THE LANCET VOL 340: SEPT 26,1992

JULIAN TUDOR HART

ADDRESS: Gelli Deg, Penmaen, Swansea SA3 2HH, UK (Dr J. T. Hart, FRCP).

Worldwide, medical practice is becoming recognised as a mode of production, its inputs and processes, and occasionally its health outputs, subject to critical measurement and accounting. This historic development creates a parting of ways. With social imagination, it could move us toward clinical practice which not only uses medical science but also becomes part of science, subject to the same rigorous self-doubt and permanent impermanence-a mode of production transcending commodity industrialism. Without social imagination, clinical practice will become only another variety of commodity production for the market; the directions for accountability will be to management and consumers, practice will be industrialised, and our tradition of social responsibility for universal medical care may die. Governments everywhere are now dragging us toward this second option, in which services are driven by market forces.1-7 By accepting it we may destroy the only successful experiment in taking from all according to ability, giving to all-according to need, and thus learning to share the world rather than grab what we can.

Markets and process inflation

Although all commodities are products, not all products are commodities. This notion, however, is alien to the language of the market. The elementary units of medical practice are consultations, where patients’ problems are first (and often definitively) translated into solutions. In a market system the measure of output attracting reward is process, not health outcome; thus concepts of consultation become vulnerable to an apparently rational stripping-out of all that impedes faster process.

Commodity markets work best when the transactions take place in a context of permanent instability and brief contract. Episodic care fits neatly, continuing care hardly at all. The explicit rationing system for the poor in Oregon,8developed only for episodic care, revealed the inherent difficulties of translating continuing care to commodity terms. The examples chosen by advocates of the market are always episodic medical care for acute illness and cold surgery, which operate fairly well as services to passive consumers.
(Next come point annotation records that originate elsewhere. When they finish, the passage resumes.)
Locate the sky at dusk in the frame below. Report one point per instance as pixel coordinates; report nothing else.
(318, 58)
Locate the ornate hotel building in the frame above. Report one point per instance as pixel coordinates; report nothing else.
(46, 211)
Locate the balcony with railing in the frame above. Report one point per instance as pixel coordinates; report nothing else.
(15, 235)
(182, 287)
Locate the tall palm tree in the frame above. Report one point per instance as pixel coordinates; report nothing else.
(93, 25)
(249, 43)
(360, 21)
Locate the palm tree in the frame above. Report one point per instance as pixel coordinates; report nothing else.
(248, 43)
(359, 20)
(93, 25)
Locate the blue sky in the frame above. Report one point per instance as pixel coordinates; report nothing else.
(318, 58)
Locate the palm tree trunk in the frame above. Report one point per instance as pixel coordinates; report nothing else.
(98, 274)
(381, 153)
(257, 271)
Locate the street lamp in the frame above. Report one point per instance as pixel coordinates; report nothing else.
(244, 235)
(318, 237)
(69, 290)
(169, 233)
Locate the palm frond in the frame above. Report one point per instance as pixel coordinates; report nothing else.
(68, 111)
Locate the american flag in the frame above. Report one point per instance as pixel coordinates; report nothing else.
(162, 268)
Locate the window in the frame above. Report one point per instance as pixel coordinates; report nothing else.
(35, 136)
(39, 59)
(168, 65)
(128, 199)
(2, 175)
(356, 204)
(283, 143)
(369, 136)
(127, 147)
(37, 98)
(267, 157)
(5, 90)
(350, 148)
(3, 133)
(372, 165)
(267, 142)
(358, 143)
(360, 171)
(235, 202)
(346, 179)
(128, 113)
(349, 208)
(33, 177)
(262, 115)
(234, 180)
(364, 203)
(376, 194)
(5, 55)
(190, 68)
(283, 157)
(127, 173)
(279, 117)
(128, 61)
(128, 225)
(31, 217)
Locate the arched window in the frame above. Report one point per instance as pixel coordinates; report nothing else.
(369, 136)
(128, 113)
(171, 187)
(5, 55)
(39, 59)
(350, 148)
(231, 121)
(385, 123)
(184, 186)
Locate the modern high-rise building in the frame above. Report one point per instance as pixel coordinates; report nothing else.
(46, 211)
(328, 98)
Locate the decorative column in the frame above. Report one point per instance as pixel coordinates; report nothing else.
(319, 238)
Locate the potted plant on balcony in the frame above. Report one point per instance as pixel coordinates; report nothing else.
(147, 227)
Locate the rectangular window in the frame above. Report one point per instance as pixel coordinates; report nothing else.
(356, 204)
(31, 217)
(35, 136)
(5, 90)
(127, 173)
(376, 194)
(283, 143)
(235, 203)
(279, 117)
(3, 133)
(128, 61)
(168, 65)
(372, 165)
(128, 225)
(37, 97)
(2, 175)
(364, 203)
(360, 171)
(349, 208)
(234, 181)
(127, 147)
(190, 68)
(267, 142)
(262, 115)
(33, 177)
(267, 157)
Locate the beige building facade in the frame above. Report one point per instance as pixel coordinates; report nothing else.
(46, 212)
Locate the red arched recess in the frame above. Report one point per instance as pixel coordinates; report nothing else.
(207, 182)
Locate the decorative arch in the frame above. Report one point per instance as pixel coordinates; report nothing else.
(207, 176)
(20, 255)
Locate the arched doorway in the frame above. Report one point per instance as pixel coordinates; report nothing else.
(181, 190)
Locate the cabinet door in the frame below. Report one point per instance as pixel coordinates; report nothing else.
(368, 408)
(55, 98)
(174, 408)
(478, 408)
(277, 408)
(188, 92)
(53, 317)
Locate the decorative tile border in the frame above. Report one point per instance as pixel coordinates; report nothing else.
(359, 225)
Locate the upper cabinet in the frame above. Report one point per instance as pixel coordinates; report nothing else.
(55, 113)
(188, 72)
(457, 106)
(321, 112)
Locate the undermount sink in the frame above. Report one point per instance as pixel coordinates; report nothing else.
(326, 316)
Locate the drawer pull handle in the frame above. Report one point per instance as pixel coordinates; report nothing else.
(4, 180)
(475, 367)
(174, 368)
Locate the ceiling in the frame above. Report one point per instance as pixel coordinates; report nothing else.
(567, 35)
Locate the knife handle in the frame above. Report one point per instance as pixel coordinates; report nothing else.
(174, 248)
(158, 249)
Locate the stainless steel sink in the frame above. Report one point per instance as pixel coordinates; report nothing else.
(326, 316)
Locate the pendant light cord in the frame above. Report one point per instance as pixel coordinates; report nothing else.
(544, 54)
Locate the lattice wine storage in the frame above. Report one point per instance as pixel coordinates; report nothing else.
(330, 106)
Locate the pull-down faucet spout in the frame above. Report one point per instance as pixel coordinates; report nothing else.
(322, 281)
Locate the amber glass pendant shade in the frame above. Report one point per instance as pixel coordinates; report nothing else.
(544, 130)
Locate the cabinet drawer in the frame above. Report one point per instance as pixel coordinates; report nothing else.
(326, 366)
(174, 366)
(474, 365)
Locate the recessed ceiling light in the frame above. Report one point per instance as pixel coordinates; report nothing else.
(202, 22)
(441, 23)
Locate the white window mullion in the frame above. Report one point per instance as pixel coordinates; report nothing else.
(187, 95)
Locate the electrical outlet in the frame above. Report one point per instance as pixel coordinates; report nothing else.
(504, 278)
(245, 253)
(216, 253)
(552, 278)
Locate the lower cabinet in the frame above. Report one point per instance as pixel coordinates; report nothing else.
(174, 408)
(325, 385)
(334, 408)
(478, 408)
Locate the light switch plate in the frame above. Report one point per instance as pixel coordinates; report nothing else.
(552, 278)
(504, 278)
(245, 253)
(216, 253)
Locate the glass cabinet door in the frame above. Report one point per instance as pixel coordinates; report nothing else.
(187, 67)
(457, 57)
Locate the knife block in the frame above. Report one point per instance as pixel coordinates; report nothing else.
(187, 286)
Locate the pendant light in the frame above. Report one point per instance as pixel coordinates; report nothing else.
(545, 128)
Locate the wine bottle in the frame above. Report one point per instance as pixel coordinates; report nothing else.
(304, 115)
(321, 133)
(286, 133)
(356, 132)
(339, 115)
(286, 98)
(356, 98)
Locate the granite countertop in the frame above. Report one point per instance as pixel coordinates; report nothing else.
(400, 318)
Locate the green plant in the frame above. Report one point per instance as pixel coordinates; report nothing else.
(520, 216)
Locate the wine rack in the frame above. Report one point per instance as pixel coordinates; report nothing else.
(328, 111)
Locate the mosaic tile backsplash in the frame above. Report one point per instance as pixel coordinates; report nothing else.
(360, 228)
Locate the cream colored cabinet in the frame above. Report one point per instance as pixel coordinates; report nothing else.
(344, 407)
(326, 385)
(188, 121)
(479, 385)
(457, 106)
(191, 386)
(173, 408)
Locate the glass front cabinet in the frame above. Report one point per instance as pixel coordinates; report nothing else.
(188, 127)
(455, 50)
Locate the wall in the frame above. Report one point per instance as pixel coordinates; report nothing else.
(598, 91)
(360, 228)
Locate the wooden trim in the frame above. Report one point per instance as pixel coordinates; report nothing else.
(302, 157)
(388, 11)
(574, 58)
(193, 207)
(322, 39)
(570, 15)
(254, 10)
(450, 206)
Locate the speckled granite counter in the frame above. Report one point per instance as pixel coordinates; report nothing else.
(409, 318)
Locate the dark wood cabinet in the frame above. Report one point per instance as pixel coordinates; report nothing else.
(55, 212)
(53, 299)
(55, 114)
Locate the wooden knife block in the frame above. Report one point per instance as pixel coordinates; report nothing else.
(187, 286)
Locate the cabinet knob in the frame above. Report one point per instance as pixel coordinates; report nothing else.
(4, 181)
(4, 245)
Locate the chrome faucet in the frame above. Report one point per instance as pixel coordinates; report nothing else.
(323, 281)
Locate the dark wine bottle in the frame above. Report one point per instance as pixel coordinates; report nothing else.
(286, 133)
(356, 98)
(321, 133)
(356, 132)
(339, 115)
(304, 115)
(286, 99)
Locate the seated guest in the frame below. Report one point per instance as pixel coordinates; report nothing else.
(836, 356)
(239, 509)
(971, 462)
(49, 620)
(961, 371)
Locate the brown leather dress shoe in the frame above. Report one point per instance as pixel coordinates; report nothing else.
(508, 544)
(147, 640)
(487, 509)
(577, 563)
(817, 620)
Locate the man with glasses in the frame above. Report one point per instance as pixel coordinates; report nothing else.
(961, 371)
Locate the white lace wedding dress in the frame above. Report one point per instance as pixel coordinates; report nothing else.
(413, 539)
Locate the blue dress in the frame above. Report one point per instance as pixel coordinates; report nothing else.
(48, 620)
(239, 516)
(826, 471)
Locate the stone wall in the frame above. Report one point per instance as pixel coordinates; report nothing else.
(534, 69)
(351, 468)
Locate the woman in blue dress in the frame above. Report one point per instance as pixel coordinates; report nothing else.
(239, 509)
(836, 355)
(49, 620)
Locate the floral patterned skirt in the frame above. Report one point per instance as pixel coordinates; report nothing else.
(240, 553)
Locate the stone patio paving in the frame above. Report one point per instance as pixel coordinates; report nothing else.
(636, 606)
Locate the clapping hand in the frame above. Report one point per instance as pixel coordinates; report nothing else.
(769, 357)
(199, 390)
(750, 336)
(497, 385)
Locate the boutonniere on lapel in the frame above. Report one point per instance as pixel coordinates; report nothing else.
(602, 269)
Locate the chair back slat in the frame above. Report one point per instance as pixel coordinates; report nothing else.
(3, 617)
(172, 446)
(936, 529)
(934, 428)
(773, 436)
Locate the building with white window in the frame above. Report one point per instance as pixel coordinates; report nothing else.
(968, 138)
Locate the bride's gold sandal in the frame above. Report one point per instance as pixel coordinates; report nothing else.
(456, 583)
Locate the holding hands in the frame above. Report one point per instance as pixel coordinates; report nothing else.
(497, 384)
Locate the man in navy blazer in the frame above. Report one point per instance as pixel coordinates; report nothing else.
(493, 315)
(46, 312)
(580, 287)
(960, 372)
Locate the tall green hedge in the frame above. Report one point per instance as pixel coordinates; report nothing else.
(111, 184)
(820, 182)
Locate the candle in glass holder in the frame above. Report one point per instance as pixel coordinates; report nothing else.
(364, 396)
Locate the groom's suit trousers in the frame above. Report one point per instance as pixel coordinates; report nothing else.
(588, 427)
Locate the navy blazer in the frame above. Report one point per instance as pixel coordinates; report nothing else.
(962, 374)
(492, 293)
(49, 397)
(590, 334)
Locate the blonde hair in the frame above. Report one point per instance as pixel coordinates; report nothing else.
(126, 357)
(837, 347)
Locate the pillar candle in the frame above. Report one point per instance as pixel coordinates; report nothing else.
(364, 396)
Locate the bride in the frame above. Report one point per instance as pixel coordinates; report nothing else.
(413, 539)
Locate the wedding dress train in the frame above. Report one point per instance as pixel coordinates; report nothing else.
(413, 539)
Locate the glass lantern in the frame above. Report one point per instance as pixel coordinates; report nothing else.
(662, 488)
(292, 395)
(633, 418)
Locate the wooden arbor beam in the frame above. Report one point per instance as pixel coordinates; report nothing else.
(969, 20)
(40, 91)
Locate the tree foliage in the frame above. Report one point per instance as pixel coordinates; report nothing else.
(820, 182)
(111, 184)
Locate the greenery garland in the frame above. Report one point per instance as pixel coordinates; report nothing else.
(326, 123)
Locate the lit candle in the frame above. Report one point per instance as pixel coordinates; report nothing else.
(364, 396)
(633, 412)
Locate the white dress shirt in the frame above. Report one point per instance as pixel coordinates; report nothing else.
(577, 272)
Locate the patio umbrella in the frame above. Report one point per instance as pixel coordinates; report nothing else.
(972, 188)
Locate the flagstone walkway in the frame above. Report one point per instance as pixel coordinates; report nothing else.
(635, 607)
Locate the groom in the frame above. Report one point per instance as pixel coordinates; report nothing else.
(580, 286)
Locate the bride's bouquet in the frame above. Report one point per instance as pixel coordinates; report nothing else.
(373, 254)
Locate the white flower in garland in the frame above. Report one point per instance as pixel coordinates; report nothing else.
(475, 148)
Within wide bounds of regulation, markets promote scientistic medical technology as indiscriminately and uncritically as they do any other commodity. In 1980, US patients were more than twice as likely as UK patients to have a hysterectomy, prostatectomy, or cholecystectomy, eight times as likely to have a tonsillectomy, and ten times as likely to have a coronary bypass.9 By 1988, cholesterol lowering drugs had penetrated the US prescription market about eight times more than in the UK.10 Such differences are systematic and must in part reflect market pressures on clinical decisions-which are difficult enough 11 without such pressures.

Because the NHS was isolated from market pressures, clinical procedures developed cautiously and sceptically. Though it offered unlimited care to the whole population, total per caput medical spending in the UK was 2.9 times less than in USA, and per caput pharmaceutical consumption was 1.56 times less.12 We have more than four decades of experience of free, tax-funded medical care without tuition fees, patient fees, or billing. Administrative costs were a steady 4-6% of total spending (before NHS “reform”), compared with a rising 22% in the USA.13,14 UK price inflation for medical care 1975-87 was half as much as in USA. 15 Such empirical experience, and the results of at least one inadvertent randomised controlled trial,16 indicate that free public service is more cost-effective than marketed care.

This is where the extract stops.